Best index funds
Dating back to the 17th century the index funds were also present in the times of Edmund Halley and Blaise Pascal. It is said that during the period of renaissance Blaise and Edmund were the figures that created the base of the risk management. They also created the probability theory and both of these came up to be the pillars of the modern finances. Index funds are generally used for representing the different kinds of market sector. The most common type of index funds is the commodity index funds that are widely used and accepted by everyone. One of the greatest features of index funds is the cost of these funds. Since there is no need of active management the cost of these funds is generally very low. Most of the times the expenses do not exceed more than 2 percent but this can also be quite significant if the company is earning something in six figure digits.
Benefits of index funds
For most of the people investing in stock exchange can be real tough. There are numerous types of stocks present and the investor just gets stuck upon which stock should be brought by him. The index funds provide the investors with the opportunity of diversifying their investment. There are numerous other benefits provided by index funds. Some of such benefits are:
Guaranteed returns: The aim of most of the investors is to get average returns on the investments made by them. The fact to be noted over here is that most of the investors are not able to achieve the average return. The index funds guarantee the investors with an annual return on the investments made by them. The index fund is an average of a number of shares thus as soon as the investment is made the person is assured of the average return on his investment.
Outperform the actively managed funds: According to expert investors a person who invests in an actively managed fund has about 80 percent less chances of getting less than the average return paid by the index funds. Actively managed funds require the employment of analysts and experts who take a lot of services. This is the main reason why most of the actively managed funds fail to provide greater returns than the index funds. The investor while investing in the index funds is rest assured that the returns that he would be receiving will be much more than the other kinds of investments.

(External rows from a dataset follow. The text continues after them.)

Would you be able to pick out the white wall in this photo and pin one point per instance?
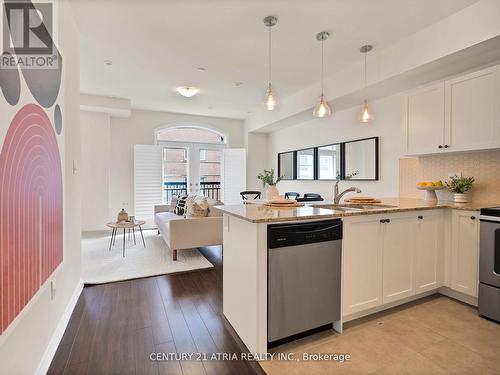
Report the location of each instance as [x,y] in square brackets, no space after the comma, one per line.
[139,129]
[343,126]
[257,158]
[25,346]
[95,131]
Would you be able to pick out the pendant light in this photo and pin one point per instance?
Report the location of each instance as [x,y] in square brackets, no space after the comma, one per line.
[322,109]
[365,115]
[270,99]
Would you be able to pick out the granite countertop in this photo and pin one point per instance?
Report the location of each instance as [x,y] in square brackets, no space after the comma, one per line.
[260,213]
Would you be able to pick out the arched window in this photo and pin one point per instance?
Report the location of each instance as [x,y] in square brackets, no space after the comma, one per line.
[192,156]
[190,134]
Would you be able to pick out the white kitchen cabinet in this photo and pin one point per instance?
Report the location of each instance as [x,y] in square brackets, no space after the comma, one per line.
[429,254]
[465,252]
[398,256]
[472,103]
[423,124]
[458,114]
[362,263]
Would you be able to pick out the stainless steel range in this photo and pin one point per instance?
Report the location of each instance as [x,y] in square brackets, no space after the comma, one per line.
[489,264]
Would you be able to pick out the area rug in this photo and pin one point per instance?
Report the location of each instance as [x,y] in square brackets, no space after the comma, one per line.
[101,265]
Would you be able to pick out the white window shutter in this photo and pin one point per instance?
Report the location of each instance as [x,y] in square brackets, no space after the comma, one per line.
[234,175]
[148,181]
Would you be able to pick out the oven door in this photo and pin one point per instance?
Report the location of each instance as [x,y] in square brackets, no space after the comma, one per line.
[489,256]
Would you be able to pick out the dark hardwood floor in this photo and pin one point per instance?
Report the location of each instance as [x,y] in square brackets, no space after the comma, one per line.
[116,326]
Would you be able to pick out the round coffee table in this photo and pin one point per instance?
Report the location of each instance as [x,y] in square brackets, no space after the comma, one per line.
[130,225]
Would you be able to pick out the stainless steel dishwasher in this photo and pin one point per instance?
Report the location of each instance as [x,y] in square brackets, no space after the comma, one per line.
[304,268]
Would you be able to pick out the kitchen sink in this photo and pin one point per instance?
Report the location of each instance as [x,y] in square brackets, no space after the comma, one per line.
[354,206]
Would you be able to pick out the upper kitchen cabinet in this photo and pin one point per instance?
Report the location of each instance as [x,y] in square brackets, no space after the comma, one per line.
[472,104]
[465,252]
[454,115]
[423,125]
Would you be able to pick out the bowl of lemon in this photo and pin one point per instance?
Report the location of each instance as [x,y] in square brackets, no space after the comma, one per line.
[430,188]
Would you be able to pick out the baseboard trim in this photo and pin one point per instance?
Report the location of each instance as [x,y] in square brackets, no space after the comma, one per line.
[448,292]
[373,310]
[56,338]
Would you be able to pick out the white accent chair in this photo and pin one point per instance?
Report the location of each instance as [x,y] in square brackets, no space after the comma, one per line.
[181,233]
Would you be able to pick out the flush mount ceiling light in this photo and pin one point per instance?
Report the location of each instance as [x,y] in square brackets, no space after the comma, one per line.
[365,115]
[187,91]
[322,109]
[270,99]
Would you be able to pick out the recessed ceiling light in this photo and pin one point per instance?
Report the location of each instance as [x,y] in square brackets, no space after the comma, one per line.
[187,91]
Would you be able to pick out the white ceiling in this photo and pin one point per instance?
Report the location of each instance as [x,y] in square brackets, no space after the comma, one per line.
[157,45]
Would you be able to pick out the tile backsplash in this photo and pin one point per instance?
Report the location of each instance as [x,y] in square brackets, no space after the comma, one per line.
[483,165]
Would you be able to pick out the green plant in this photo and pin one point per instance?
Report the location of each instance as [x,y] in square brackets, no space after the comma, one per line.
[459,184]
[267,178]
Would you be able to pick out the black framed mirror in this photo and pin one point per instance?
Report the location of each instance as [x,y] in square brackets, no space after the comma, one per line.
[329,162]
[361,159]
[305,164]
[286,165]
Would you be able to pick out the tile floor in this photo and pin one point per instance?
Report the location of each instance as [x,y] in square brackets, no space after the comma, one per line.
[435,335]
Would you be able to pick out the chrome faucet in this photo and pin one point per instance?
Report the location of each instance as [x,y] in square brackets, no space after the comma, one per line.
[337,195]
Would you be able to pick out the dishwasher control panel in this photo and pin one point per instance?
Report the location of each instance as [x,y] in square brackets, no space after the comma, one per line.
[281,235]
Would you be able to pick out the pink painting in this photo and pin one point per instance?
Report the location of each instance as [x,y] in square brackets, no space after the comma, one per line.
[30,209]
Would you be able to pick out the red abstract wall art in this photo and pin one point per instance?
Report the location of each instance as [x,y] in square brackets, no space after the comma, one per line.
[31,209]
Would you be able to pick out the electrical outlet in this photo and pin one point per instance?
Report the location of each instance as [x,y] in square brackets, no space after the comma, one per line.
[53,288]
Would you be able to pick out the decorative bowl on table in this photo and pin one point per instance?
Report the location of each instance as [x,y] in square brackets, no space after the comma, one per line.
[430,189]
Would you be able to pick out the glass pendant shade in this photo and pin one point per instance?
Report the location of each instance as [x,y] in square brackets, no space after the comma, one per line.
[365,115]
[270,100]
[322,109]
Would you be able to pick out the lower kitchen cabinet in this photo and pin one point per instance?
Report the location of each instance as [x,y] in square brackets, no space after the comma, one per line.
[465,251]
[362,264]
[390,257]
[398,257]
[429,254]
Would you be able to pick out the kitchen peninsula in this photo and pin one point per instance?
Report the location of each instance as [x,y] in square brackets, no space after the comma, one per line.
[392,253]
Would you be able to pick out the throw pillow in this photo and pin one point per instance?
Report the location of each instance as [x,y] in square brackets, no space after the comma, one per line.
[196,207]
[211,210]
[173,203]
[181,205]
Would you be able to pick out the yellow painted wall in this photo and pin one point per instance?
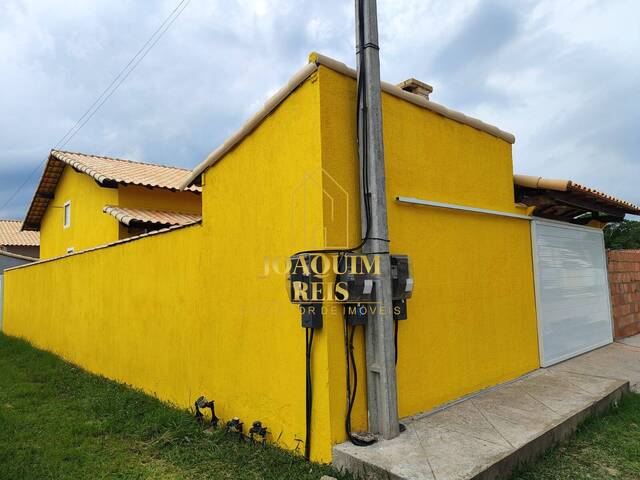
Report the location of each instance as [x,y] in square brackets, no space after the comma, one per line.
[191,312]
[472,320]
[89,225]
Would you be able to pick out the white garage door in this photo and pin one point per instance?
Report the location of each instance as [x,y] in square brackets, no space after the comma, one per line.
[572,290]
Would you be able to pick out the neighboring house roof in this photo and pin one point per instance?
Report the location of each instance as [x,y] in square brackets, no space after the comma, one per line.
[106,171]
[152,233]
[11,234]
[567,199]
[315,61]
[4,253]
[129,216]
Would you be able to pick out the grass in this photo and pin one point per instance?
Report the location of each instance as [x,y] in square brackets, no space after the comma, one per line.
[606,447]
[60,422]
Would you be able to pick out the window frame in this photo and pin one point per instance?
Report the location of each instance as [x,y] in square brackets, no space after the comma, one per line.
[66,219]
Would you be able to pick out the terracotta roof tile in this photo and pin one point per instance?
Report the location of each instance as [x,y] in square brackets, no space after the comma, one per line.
[106,171]
[11,234]
[125,171]
[128,216]
[541,183]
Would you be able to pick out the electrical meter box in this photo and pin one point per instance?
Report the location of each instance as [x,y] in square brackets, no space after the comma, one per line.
[305,287]
[357,279]
[401,285]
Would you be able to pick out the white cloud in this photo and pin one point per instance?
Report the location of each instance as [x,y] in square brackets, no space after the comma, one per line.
[562,76]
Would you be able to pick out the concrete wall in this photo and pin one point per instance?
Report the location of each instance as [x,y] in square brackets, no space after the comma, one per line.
[7,261]
[472,319]
[193,311]
[89,225]
[26,251]
[624,282]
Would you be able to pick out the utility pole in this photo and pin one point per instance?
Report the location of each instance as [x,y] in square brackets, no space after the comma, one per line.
[382,393]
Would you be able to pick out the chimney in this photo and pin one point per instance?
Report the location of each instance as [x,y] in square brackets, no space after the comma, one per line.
[416,86]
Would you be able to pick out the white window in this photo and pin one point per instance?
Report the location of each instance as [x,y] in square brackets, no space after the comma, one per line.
[67,214]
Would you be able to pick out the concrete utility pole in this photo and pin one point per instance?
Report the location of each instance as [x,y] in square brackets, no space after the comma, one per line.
[381,371]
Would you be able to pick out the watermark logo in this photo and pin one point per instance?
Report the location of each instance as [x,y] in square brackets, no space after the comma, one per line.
[328,214]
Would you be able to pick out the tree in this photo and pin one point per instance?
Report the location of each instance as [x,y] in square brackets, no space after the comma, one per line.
[623,235]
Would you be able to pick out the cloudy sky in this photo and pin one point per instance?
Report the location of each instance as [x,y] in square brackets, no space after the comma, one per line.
[564,77]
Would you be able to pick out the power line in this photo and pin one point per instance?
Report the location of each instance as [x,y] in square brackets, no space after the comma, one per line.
[115,79]
[110,90]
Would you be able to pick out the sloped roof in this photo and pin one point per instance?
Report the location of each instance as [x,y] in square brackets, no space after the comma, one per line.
[577,191]
[152,233]
[107,172]
[4,253]
[315,61]
[11,234]
[130,216]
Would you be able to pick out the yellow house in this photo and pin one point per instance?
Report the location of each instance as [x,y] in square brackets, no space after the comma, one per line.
[202,309]
[83,201]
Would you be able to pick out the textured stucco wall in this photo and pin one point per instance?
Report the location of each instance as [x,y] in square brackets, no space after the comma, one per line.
[472,319]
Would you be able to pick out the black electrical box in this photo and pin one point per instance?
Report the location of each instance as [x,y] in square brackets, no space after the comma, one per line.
[306,288]
[401,285]
[357,278]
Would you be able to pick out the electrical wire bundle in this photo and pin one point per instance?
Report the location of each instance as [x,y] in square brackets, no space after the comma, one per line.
[309,397]
[362,123]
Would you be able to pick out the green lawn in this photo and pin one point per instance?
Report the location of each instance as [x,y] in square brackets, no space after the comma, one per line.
[606,447]
[59,422]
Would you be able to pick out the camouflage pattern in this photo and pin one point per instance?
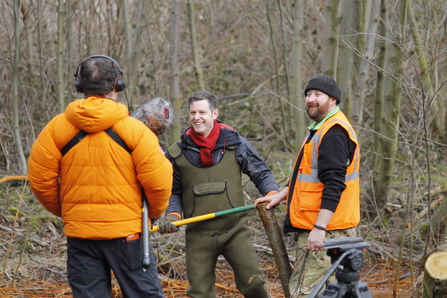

Low cost: This is one of the biggest reasons of the index funds outperforming the actively managed funds. Index funds do not require the employment of any kind of expert or analyst making the prices to be very low.
Complete peace of mind: The index funds provide the investors with complete peace of mind. All that the retired investors have to do is to obtain the averages from the index funds and invest in them for something like 20 to 30 years. At the end of this period the investor can be rest assured about his future.